3) Don’t Rush The Process:

True emotional healing, not just some temporary band-aid that falls off, takes time. That doesn’t mean we should accept being emotionally bound for years and years. We should be looking at “letting it go” as a gradual process that will happen slow and over time, but at a consistent steady speed. It’s not unlike watching a mossy green pool that has been neglected by the homeowners and seeing it become a clear blue inviting spring of water. Things have to happen for the moss to clear up and healthy water to take its place. This is similar to how harms and hurts are replaced by healing and wisdom. It’s a gradual process that requires us to do our part to turn the green emotional mossy pit into something better.

Next time someone tells you that you should just let something go or you find yourself wanting to give that advice, stop and really consider the implications of that statement. Hopefully we can start replacing the Let It Go concept  with something more like Letting It Go. The steady consistent process of healing is much more authentic to the human experience.

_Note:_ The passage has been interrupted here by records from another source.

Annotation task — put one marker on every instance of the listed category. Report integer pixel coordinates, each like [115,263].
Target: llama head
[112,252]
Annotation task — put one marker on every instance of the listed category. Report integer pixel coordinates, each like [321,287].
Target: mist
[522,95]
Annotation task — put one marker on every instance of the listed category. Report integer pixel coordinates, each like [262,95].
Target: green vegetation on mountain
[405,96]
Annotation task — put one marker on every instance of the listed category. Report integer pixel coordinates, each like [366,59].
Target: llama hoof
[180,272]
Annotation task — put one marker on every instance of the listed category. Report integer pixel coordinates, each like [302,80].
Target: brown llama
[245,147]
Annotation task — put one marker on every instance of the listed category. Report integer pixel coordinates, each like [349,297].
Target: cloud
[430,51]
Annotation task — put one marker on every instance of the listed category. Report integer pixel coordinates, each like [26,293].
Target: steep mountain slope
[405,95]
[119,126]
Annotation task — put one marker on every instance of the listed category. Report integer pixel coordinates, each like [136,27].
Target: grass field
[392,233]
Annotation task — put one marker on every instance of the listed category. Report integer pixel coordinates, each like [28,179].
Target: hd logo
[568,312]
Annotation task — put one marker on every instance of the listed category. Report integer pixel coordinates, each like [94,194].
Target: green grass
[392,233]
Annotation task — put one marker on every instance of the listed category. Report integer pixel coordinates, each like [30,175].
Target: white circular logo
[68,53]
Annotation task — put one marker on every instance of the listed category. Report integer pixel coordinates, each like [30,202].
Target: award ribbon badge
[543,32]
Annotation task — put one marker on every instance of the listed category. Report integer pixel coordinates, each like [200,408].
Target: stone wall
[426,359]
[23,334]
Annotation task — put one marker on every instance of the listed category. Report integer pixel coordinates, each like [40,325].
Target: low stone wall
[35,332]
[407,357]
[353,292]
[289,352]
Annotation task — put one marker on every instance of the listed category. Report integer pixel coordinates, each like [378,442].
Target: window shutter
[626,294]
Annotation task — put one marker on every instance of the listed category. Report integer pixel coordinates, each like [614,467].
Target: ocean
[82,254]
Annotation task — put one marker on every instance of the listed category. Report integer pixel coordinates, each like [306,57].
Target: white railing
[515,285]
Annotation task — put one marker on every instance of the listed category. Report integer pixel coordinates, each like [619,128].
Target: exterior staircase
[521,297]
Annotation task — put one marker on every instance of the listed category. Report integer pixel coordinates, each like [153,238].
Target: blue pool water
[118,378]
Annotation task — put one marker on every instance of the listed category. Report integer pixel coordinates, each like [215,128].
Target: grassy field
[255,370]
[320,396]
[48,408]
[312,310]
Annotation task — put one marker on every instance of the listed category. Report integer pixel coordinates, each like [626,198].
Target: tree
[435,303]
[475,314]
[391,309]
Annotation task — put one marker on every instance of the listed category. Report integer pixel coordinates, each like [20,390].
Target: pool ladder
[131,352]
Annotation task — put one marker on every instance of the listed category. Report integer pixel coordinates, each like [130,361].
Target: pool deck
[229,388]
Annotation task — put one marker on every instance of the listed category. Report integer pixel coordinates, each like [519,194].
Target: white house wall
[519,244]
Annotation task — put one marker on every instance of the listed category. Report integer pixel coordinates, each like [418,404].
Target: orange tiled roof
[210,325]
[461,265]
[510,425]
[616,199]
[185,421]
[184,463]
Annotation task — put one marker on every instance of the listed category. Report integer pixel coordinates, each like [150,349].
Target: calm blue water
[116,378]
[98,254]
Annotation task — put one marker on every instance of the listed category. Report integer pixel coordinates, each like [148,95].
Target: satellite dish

One comment on “Why “Letting It Go” Is A Myth

  • Louise Sutherland-Hoyt says:

    Excellent, Shannon! Imagine how different we could all be if we were to think of pain as a call to curiosity? To be brave. To don our emotional lab coats and seek the source. In all likelihood, the source of our pain lies at the center of a part of ourselves that we have disowned. The irony of letting go: It really requires finding and holding on to the genuine pieces of ourselves. Bringing them home, and welcoming them.